Once, human beings had to look the other in the eye to kill them. Today, we’ve so increased our effective killing distances that we never have to see the person we’ve killed.
A gun makes it easier for someone to kill. It’s extremely lethal for its size. Depending on variables like user’s skill, type of gun, and type of ammunition, it can cause death from long-ish distances with near-absolute certainty. A bullet can do a great deal of damage to the human body even if the gun shot wasn’t accurate. Because of the quickness of a gun attack and the certainty of physical damage to the attacked if not death, a retaliatory attack is extremely unlikely and a defensive attack is impossible.

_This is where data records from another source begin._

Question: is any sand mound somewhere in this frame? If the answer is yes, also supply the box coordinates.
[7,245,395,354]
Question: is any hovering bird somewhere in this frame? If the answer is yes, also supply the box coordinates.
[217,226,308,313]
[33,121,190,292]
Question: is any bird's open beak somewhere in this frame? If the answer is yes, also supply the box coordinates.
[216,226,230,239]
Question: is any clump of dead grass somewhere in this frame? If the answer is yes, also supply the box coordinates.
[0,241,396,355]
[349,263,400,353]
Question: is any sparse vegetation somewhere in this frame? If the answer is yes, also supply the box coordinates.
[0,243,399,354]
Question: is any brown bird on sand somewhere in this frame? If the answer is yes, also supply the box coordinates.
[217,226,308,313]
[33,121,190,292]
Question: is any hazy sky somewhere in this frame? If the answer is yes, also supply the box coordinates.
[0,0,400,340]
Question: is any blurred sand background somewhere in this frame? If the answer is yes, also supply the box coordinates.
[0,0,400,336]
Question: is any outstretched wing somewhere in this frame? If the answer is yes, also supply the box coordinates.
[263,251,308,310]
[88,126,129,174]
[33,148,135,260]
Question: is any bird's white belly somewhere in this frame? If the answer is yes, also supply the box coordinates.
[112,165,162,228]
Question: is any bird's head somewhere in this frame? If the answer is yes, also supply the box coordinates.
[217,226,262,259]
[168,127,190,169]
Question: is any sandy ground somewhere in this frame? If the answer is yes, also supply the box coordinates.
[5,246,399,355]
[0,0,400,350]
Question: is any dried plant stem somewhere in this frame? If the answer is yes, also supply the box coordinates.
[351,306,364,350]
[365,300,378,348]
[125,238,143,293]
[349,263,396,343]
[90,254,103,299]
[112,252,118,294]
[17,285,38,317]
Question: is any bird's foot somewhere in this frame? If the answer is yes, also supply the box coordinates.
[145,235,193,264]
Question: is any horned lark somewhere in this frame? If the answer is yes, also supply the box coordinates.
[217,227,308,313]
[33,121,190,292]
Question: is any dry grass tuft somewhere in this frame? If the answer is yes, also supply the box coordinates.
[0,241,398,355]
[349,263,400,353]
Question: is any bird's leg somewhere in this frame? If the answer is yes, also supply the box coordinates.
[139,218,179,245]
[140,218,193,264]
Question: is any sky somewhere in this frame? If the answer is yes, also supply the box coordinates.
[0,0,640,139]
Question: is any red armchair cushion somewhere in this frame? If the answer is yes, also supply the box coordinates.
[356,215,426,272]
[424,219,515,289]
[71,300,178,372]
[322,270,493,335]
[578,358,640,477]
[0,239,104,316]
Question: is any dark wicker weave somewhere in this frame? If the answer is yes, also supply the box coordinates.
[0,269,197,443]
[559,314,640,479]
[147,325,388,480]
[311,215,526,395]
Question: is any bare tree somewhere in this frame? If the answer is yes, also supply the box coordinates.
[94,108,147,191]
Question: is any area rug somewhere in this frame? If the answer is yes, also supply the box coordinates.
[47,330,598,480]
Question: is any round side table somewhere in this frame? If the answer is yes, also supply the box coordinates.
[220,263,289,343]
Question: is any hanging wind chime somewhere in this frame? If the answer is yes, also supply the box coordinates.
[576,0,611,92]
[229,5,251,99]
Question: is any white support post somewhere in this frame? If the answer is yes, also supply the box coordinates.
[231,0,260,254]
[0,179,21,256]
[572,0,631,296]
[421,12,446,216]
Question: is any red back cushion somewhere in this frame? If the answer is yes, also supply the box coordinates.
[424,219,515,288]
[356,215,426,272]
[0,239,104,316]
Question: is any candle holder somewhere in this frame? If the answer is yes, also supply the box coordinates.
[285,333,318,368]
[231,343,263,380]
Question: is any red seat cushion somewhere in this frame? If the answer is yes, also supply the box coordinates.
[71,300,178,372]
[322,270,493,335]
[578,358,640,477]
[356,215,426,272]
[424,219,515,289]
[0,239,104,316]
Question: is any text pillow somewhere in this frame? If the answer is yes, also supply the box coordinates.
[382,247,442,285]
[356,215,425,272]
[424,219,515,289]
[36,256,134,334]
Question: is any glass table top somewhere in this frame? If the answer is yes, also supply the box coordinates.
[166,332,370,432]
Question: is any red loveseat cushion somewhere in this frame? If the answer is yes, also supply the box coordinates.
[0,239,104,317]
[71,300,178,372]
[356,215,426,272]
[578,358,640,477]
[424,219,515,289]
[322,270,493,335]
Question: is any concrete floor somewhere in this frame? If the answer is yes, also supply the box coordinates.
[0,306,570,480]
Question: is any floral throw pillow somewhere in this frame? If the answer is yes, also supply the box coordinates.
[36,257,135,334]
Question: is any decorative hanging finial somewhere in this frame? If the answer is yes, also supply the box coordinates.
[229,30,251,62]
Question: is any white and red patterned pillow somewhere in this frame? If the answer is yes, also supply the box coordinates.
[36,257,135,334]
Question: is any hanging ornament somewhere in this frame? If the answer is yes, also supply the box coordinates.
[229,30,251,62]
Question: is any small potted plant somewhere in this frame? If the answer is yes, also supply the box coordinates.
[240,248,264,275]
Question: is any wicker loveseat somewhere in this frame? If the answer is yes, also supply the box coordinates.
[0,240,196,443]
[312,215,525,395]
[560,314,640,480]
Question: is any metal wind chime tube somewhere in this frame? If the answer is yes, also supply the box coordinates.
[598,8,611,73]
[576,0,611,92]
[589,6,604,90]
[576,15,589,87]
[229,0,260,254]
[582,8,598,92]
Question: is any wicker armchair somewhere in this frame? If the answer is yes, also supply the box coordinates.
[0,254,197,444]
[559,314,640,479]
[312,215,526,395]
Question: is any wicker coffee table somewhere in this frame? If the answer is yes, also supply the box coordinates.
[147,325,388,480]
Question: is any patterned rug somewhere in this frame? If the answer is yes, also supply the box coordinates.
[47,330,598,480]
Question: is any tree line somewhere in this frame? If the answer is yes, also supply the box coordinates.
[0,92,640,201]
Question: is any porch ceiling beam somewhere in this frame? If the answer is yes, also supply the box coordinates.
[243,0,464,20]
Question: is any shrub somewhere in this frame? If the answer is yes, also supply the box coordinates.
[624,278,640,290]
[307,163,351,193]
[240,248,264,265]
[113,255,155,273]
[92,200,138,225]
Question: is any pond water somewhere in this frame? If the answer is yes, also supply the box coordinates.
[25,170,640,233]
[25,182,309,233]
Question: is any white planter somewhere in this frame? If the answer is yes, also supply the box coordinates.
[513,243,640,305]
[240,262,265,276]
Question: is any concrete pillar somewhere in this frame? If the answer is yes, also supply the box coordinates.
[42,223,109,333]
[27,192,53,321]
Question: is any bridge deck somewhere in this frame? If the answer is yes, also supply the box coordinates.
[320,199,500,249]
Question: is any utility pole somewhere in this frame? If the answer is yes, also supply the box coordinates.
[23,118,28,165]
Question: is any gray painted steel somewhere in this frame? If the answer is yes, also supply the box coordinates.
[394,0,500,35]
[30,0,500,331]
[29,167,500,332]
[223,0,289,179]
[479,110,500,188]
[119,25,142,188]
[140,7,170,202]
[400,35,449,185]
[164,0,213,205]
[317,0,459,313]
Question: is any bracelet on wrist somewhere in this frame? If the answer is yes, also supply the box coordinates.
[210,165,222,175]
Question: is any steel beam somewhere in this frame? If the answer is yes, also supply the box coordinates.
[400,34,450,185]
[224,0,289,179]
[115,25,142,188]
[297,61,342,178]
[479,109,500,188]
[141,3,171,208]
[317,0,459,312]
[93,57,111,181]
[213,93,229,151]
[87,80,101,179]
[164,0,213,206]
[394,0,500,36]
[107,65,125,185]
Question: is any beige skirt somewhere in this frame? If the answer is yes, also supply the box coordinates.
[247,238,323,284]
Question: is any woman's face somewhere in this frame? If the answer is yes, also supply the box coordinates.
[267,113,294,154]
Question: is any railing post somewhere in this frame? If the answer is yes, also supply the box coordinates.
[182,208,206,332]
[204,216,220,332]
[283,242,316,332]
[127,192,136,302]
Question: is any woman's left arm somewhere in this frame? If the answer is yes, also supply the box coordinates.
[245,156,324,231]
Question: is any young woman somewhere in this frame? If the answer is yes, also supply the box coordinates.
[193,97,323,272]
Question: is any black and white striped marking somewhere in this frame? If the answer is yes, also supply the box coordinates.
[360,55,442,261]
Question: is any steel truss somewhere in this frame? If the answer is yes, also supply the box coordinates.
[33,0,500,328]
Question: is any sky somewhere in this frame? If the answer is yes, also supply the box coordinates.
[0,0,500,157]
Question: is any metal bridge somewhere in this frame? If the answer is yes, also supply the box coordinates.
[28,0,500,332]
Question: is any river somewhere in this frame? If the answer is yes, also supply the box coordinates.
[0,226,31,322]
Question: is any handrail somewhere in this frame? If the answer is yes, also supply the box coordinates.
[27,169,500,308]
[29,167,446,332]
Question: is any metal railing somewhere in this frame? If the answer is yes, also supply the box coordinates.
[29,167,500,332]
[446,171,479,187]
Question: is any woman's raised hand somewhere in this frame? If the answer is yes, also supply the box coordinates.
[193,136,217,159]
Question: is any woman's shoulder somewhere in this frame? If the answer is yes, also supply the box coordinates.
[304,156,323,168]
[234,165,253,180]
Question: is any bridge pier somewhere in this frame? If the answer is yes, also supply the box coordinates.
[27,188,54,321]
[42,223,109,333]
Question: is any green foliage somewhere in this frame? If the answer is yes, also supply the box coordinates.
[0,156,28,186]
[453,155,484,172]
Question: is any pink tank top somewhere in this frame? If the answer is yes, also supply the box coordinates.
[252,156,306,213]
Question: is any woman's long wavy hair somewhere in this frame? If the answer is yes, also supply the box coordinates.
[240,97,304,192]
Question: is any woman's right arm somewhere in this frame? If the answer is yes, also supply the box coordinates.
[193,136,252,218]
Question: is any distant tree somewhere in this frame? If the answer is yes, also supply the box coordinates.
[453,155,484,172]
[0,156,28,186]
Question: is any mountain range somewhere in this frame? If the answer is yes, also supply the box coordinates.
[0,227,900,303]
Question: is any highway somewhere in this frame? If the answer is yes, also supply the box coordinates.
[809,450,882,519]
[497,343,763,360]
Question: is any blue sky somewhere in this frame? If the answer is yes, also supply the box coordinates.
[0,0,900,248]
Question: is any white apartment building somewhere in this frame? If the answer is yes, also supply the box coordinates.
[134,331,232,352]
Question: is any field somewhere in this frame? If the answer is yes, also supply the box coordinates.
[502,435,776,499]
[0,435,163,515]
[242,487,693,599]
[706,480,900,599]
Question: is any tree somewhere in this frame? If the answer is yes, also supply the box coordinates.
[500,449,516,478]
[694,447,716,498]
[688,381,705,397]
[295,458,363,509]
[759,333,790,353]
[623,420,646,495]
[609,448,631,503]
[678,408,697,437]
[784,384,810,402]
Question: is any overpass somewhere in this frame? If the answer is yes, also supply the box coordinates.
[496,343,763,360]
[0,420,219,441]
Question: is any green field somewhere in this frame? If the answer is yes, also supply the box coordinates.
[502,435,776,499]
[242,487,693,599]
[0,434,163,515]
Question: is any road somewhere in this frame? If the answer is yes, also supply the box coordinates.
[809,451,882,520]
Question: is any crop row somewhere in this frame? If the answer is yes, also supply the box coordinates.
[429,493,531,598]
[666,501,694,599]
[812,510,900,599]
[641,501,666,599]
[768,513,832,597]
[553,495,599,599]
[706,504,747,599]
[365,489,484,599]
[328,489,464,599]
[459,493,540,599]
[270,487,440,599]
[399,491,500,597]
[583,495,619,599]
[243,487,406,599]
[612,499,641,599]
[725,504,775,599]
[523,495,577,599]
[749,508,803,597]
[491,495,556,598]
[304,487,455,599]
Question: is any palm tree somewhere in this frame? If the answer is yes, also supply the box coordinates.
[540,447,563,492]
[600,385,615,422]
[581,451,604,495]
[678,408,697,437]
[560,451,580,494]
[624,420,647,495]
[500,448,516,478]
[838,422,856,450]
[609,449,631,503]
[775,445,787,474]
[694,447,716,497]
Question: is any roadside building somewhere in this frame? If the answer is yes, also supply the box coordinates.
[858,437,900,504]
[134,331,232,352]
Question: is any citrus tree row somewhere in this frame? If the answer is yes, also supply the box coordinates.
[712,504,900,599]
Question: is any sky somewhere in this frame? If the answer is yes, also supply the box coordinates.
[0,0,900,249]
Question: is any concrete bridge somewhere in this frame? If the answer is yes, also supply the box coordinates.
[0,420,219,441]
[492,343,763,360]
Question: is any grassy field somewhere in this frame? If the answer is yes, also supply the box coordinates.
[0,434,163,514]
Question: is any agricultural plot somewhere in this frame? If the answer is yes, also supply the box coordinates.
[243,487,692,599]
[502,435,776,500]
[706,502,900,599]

Guns do kill people, because that is what a gun was designed to do. Anyone, like Steamboat Guy, who says that guns don’t kill people has clearly never thought about why a gun exists. Human beings needed a tool that would be lethal at long distances. That’s what human beings designed — a tool to mete out death at minimal physical cost to the user. Guns were designed to kill.
Taxing ammunition would take away what makes a gun lethal. (Oh, it would still be lethal, but in the same way a sword is lethal; you would have to hit someone with it.) Having gun owners carry liability insurance if they wanted to use a gun would promote responsible gun ownership — and serve as a financial deterrent against gun ownership for others.
If we’re unwilling as a society to consider reasonable gun control measures, we need to consider alternatives that have the same ultimate effect.